3D R2C+C2R pair, f32, 10 iterations after 3 warmup. NVIDIA RTX 5060 Laptop GPU,
Vulkan 1.4, VkFFT 1.3.4, CUDA 13.0 / driver 580:

| Shape | cuFFT    | VkFFT (gpufft)  | ratio |
|-------|----------|-----------------|-------|
| 32³   | 25 µs    | 86 µs           | 3.4×  |
| 64³   | 36 µs    | 105 µs          | 2.9×  |
| 128³  | 117 µs   | 386 µs          | 3.3×  |
| 256³  | 2.5 ms   | 5.28 ms         | 2.1×  |

cuFFT is NVIDIA's vendor-tuned path; VkFFT is the cross-vendor fallback and
is the only option on AMD / Intel GPUs.
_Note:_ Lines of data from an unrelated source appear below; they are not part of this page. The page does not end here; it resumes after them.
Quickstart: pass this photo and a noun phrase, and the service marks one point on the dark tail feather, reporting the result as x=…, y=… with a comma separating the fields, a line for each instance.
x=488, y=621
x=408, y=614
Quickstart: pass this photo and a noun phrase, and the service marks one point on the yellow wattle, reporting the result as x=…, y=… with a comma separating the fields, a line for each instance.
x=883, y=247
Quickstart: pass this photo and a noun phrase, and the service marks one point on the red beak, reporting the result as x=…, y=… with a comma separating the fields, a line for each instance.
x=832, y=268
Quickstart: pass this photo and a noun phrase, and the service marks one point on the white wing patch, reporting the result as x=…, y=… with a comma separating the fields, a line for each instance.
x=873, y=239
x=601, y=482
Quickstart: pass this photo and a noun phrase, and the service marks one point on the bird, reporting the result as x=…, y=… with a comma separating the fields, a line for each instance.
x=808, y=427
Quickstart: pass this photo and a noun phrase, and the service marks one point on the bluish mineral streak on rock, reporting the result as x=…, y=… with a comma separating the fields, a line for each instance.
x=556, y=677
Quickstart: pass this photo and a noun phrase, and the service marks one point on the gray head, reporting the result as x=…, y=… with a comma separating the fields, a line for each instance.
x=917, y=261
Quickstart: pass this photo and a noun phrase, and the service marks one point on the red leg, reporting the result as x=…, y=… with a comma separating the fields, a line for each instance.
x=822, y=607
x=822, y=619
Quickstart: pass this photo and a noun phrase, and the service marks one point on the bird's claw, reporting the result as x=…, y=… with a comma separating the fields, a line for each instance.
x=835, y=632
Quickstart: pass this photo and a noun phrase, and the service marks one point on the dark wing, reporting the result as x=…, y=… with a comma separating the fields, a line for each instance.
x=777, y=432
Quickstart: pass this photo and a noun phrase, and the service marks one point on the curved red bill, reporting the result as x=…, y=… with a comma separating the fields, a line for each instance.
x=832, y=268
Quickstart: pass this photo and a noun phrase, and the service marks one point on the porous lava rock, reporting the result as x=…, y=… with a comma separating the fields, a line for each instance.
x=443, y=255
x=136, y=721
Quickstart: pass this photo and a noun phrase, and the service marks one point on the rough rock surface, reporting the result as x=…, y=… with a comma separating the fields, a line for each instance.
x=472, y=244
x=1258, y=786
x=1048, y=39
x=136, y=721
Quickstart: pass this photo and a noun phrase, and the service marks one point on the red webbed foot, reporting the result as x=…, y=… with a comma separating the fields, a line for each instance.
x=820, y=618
The Vulkan backend uses a
compute-shader padder to collapse the innermost-axis stride handling for
R2C / C2R into a single dispatch.

## Design notes

- **C2C** is truly zero-copy: the user's buffer is passed through
  `VkFFTLaunchParams.buffer` at dispatch time.
- **R2C / C2R** use a compute-shader padder to align the real innermost
  axis to VkFFT's `2 * (n/2 + 1)` stride.
- **Plan lifetimes**: `VkFFTConfiguration` retains raw pointers to its
  handle fields for the application's lifetime, so all handle storage
  lives inside a boxed `Inner` struct with a stable heap address.

## Non-goals (v0.1)

- Cross-backend buffer sharing (external-memory interop is a later concern).
- General GPU compute framework; use `wgpu` / `cubecl` for that.
- Real-to-real transforms (DCT / DST), 4D+ shapes, non-power-of-two
  auto-tuning.

## Crate layout

| Crate                | Purpose                                             |
|----------------------|-----------------------------------------------------|
| `gpufft`             | Public API, trait surface, backend modules         |
| `gpufft-vulkan-sys`  | FFI bindings to vendored VkFFT                     |
| `gpufft-cuda-sys`    | FFI bindings to cuFFT (system CUDA Toolkit)        |

Repository: <https://github.com/alejandro-soto-franco/gpufft>

## License

Apache-2.0.